As such, we’ve reached the 80% target level for 16+ aged persons over the weekend, where there is quite a dispersion among states.
NSW, VIC and the ACT were first to reach the threshold, and as they account for >50% of Australia’s population, were the critical mass required for the average to reach 80%+.
QLD, WA and NT are still some ways off as of yet to reaching the threshold, likely reaching it in December, whereas TAS and SA should reach the milestone in November.
As we’ve mentioned in previous missives on the subject, the Australian Technical Advisory Group on Immunisation (ATAGI) is now recommending vaccinating against COVID-19 for all individuals from 12 years of age, though as a lesser priority to older Australians.
There are 1.2 million people aged 12-15 in Australia, where adding them to the rollout in September only minimally slowed down our overall rollout by a week.
If ATAGI were able to add 5–11-year-olds at a later date, that would add an additional 2.3 million Australians.

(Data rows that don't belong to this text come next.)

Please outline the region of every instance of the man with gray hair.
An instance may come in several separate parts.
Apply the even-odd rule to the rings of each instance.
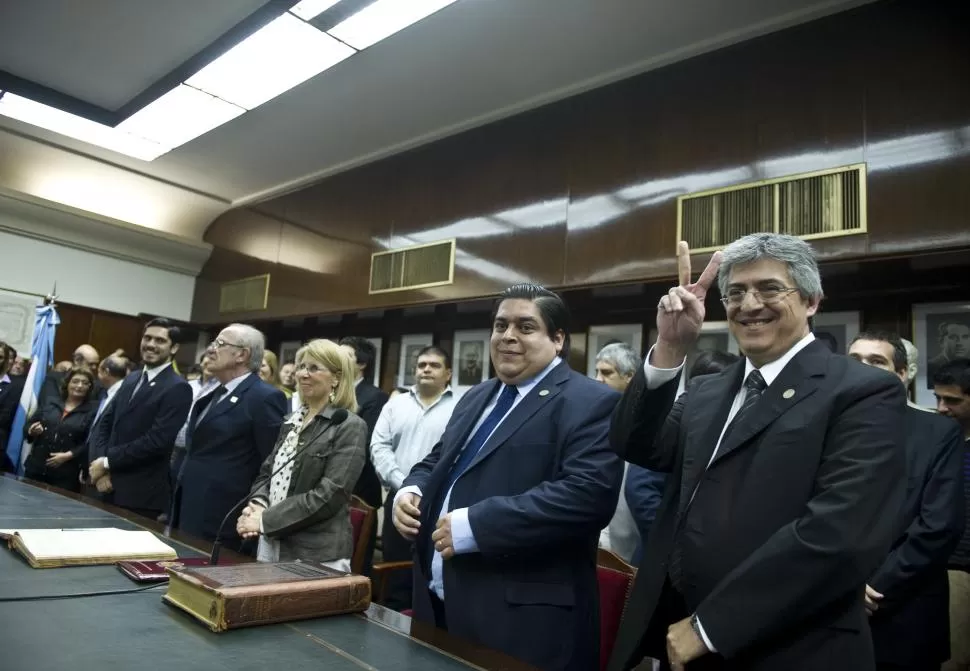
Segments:
[[[906,494],[903,387],[815,341],[805,241],[745,236],[696,282],[687,243],[677,257],[610,431],[620,456],[670,475],[608,668],[873,669],[862,596]],[[715,278],[745,358],[678,398]]]
[[[259,379],[263,334],[230,324],[206,348],[209,373],[219,381],[192,408],[185,457],[175,485],[171,525],[216,540],[223,518],[246,496],[279,436],[286,397]],[[234,550],[241,541],[222,539]]]
[[[900,338],[899,340],[903,343],[903,349],[906,350],[906,373],[902,377],[908,397],[910,391],[913,389],[913,385],[916,384],[916,374],[919,372],[919,350],[916,349],[916,345],[906,340],[906,338]],[[933,408],[924,408],[915,403],[911,398],[907,398],[906,403],[911,408],[933,412]]]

In aggregate, 5–15-year-olds would add 3.5 million people to the rollout, requiring 7 million doses of vaccines, which should still be within our expected 2021 mRNA supply, where all of these minors would be able to receive either Pfizer or Moderna.

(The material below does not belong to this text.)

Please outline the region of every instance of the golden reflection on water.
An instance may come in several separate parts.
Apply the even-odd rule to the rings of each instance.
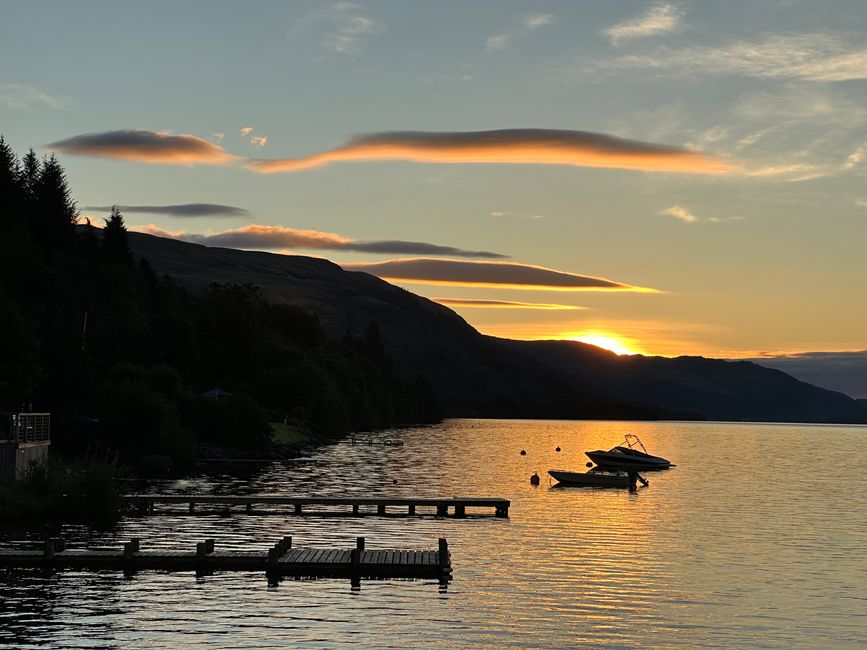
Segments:
[[[649,488],[554,488],[549,468],[624,433],[678,464]],[[0,644],[181,647],[843,647],[867,643],[867,498],[849,468],[805,471],[817,441],[867,461],[865,428],[455,420],[372,434],[403,447],[325,447],[251,477],[196,476],[163,490],[502,496],[508,520],[177,514],[114,530],[66,526],[91,544],[132,536],[174,547],[433,548],[455,576],[284,581],[256,574],[112,573],[0,578]],[[561,452],[556,452],[556,447]],[[520,455],[525,449],[527,454]],[[860,454],[860,456],[859,456]],[[859,465],[860,466],[860,465]],[[529,477],[538,472],[542,485]],[[18,539],[39,531],[19,531]],[[10,533],[0,535],[7,540]],[[182,540],[182,541],[179,541]]]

In terms of vaccinating 5-11 year olds, Pfizer and their partner BioNTech SE are currently trialling if their COVID-19 vaccine is safe for 5-11 year olds, in a large-scale trial.
In the trial data that we saw in September, 2,268 participants (kids) received a 10mcg dose – about 1/3 of the dose 16–25-year-olds receive.
Pfizer were expected to seek US FDA emergency approval this month, whilst also sharing data with European health regulators too.
As of yet, I’m yet to hear if our local TGA is reviewing the data, but all-in-all it sounds promising.
The remaining factor in our vaccine rollout that we should discuss is those that are hesitant or firmly against vaccination, where they have the ability to receive a vaccine but choose not to.
Obviously, we’d want this group to be less than 20% of our population, to allow us to hit the 80% 16+ threshold.
Ideally, we’d want it to be as minute a proportion of the population as possible, minimising the chance of widespread hospitalisations occurring.
This will have to be an evolving dynamic, as well, as vaccine hesitancy should hopefully translate well to people keeping their antibodies up to date through either attaining a third dose of the available vaccines or being willing to use the Merck or Pfizer pill-form supplements, when approved and when available.
In terms of measuring vaccine hesitancy in Australia, the best data source I’ve found is produced by the Melbourne Institute, part of Melbourne University.
Their Vaccination Report (see hyperlink) shows that as at 21-October (latest report) total vaccine hesitancy amongst our adult population was 11.8%, down from ~15% on 23-September.
Source: Melbourne Institute
On a state-by-state basis, hesitancy is fairly well distributed across the nation, though SA, WA and QLD have slightly above average hesitancy levels, which may be a key reason why they haven’t yet reached the 80% 16+ threshold.
Source: Melbourne Institute
The COVID-19 pills being developed by Merck and Pfizer are strongly positive developments, as they allow a greater degree of normalcy to return to most people’s lives, and that they’re being made available to poorer nations as well who have been relatively left behind in the vaccination roll-out.
They also cross a line of demarcation, where this pandemic transforms into an endemic, where some variant of the coronavirus is likely to affect a small portion of the population, years into the future.
We may really now be “living with the virus”, but we’re also getting better and better armed in dealing with it.